Cyclone Yaas has hit the eastern states of Odisha and West Bengal. Nearly two million people were evacuated from West Bengal prior to its arrival. Yaas is the second powerful cyclone to hit India in just over a week, bringing tidal surges with waves higher than rooftops and gusts above 95 mph. Tens of thousands of homes were destroyed, two airports were closed, and train services were cancelled ahead of the storm. West Bengal reported 20,000 mud houses and temporary shelters damaged or destroyed. Last week Cyclone Tauktae resulted in mass evacuations and over 150 deaths. Both Yaas and Tauktae halted Covid prevention efforts, as mass evacuations took precedence. Odisha officials said they had suspended testing, vaccinations, and a door-to-door health survey in three districts. The coastguards have deployed ships and hovercraft along the coast to execute the relief operation.

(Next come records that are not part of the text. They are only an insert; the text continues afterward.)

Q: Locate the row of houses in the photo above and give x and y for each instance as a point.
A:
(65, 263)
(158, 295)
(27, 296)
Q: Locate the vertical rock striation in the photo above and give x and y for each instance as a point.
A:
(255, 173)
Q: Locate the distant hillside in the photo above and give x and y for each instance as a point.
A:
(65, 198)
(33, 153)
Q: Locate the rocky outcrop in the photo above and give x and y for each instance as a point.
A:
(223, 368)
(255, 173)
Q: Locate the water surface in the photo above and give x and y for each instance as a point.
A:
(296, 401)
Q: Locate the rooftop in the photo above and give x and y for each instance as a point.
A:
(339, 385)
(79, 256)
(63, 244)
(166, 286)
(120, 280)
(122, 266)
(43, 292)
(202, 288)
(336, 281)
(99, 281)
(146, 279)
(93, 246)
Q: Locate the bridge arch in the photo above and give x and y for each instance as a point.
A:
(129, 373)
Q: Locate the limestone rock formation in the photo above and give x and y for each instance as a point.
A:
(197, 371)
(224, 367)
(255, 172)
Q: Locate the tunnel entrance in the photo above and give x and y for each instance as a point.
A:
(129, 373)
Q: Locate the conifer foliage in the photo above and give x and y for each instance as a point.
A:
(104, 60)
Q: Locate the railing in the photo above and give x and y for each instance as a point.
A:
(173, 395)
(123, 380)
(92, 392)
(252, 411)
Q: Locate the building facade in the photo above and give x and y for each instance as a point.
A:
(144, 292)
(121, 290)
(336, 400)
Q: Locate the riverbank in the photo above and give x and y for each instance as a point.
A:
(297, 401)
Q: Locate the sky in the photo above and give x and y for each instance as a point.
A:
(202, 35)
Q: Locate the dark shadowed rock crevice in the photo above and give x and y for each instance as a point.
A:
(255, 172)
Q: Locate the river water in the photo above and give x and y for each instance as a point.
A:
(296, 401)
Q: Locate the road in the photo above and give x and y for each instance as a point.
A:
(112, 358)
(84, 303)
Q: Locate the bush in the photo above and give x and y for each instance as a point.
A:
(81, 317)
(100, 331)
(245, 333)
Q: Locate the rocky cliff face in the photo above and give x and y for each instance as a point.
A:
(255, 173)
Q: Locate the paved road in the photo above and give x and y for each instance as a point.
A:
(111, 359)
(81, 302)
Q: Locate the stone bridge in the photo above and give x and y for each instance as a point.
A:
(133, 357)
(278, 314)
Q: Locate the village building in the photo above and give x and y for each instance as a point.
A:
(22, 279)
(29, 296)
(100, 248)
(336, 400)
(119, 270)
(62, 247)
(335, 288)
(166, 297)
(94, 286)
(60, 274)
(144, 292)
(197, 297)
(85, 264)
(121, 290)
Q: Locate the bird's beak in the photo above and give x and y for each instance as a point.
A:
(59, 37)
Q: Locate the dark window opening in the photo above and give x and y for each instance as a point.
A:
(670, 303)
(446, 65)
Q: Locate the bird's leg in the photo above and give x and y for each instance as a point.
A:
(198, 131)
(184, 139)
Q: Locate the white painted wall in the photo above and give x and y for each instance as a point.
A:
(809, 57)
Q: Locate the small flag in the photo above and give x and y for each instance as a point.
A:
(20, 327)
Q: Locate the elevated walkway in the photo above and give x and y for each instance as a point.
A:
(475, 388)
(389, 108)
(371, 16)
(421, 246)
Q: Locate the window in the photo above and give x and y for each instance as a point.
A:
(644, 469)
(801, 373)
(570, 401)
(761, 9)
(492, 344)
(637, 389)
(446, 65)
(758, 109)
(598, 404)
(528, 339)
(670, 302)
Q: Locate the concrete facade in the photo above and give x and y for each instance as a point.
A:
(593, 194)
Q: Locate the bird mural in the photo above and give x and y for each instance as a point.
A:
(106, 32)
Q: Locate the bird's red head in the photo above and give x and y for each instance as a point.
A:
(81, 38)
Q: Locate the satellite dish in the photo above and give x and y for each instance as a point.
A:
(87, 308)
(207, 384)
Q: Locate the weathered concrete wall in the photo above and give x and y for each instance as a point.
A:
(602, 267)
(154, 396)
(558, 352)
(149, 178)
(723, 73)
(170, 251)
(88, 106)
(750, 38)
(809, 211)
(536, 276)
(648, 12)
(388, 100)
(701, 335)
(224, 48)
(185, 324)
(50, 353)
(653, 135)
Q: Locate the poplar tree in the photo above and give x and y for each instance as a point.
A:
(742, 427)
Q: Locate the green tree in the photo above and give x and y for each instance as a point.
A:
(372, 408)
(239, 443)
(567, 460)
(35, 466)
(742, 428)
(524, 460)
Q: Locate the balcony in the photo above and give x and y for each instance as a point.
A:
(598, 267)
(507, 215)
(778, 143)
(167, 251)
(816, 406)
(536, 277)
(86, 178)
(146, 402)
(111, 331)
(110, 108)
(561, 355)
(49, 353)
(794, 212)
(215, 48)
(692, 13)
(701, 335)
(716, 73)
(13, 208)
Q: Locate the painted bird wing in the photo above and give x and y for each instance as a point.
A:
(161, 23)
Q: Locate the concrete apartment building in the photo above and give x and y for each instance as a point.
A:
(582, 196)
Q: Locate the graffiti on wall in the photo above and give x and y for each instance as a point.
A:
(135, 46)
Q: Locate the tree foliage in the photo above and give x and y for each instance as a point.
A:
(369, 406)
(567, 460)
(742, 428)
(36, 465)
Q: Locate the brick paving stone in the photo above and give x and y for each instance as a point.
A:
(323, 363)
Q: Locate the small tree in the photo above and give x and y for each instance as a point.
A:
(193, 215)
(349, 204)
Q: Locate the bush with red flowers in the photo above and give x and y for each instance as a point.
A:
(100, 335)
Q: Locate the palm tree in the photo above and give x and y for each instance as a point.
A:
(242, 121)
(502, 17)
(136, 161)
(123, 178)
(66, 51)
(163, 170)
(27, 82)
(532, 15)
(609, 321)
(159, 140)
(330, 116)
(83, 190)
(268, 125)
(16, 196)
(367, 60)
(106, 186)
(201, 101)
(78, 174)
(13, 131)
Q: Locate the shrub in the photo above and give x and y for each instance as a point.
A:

Tauktae, the strongest storm on record to hit India, killed over 40 people after it made landfall on 17 May. Branches of the air force and navy are scouring the sea to rescue personnel from oil rigs and vessels that were in the path of the cyclone. One barge sank with 261 people: 188 were rescued, 26 died, and 47 are missing. Other barges ran aground. Deaths were caused by lightning strikes, collapsed buildings, falling trees, floods and fallen live electricity poles in Maharashtra, Kerala, Karnataka, Gujarat and Goa. The cyclone caused winds of 125 mph when it made landfall. As Tauktae battered the west coast, another cyclone is likely to hit the east coast. A low-pressure area is very likely to form over the north Andaman Sea and the adjoining east-central Bay of Bengal around 22 May, with the potential to intensify into a cyclone.